Professionnel
Il existe une multiplicité de manières de lire des livres. On peut lire à plusieurs ou en solitaire, dévorer l’ouvrage d’une traite, cibler des fragments à la recherche d’une information, ou survoler le temps d’un trajet. Il arrive également de relire le début, certains passages adorés ou plus obscurs, qui résistent à la mémoire. Certaines lisent en aplatissant sinon en contorsionnant le volume, quand d’autres soignent l’angle d’ouverture, de sorte à ne pas imprimer de plis au dos de la couverture.
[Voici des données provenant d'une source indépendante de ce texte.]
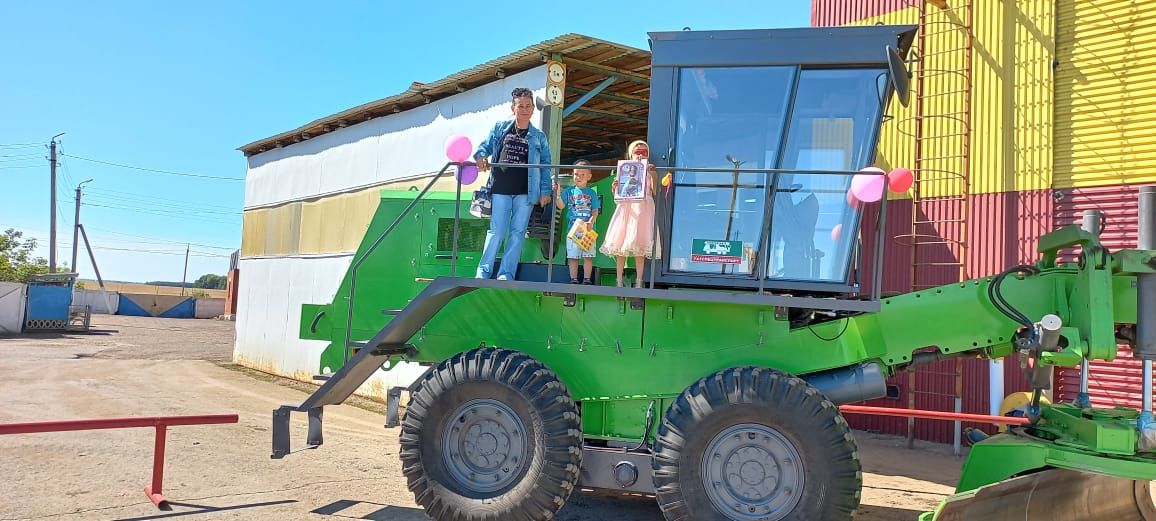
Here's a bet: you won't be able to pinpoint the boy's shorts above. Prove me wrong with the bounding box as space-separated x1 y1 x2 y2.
567 237 596 259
Enfin, il y a celles qui avancent crayon, voire surligneur, à la main pour s’y retrouver plus tard, qui annotent pour se souvenir, mettre à jour l’ouvrage, ou bien, insèrent des étiquettes, des marque-pages ou divers objets alternatifs au repli du coin des pages.
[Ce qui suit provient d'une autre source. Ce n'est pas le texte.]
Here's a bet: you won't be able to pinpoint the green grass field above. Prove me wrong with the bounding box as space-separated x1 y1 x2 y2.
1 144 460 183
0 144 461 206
Parmi ces lectrices et ces lecteurs d’ouvrages, certains sont professionnels tandis que d’autres s’avèrent des amateurs plus ou moins passionnés et réguliers. Dès notre première rencontre, ce professionnel m’a exposé avec une excitation joyeuse la méthode qu’il a stabilisée au cours de ses années de formation. Installé à son bureau dans un fauteuil à haut dossier et accoudoirs, il lit en écrivant, mais jamais au grand jamais à même la page ! Il remplit le verso de petites fiches mobiles numérotées, qu’il glisse entre les pages de ses livres. Nul fétichisme de cet espace graphique pour autant : il découpe des feuilles dont seules comptent les dimensions ; la fiche devant être plus étroite que la page pour trouver sa place dans le livre, qu’il soit de poche ou grand format. D’une écriture régulière et appliquée, il commente en recopiant des citations et les numéros des pages d’où elles sont extraites et distingue, par l’emploi d’encres de couleur, ses réflexions du texte commenté.
Quand il revient au livre, il commence par les fiches. Ses feuilles numérotées construisent donc, au sens littéral, l’autre texte de ce qui est devenu son livre, lui ouvrant la possibilité de se déplacer dans le temps. Ses notes permettent en effet un déplacement vers le moment de la lecture dans le passé, fût-il lointain, et transforme sa capacité à agir dans le présent : il peut interpeller précisément ses interlocutrices et formuler, en situation, une préoccupation en s’adossant sur ce qu’il a déjà accompli. Comme la photo en témoigne, notre lecteur professionnel a donc le pouvoir de lire avec une grande précision un volume refermé, parfois depuis longtemps.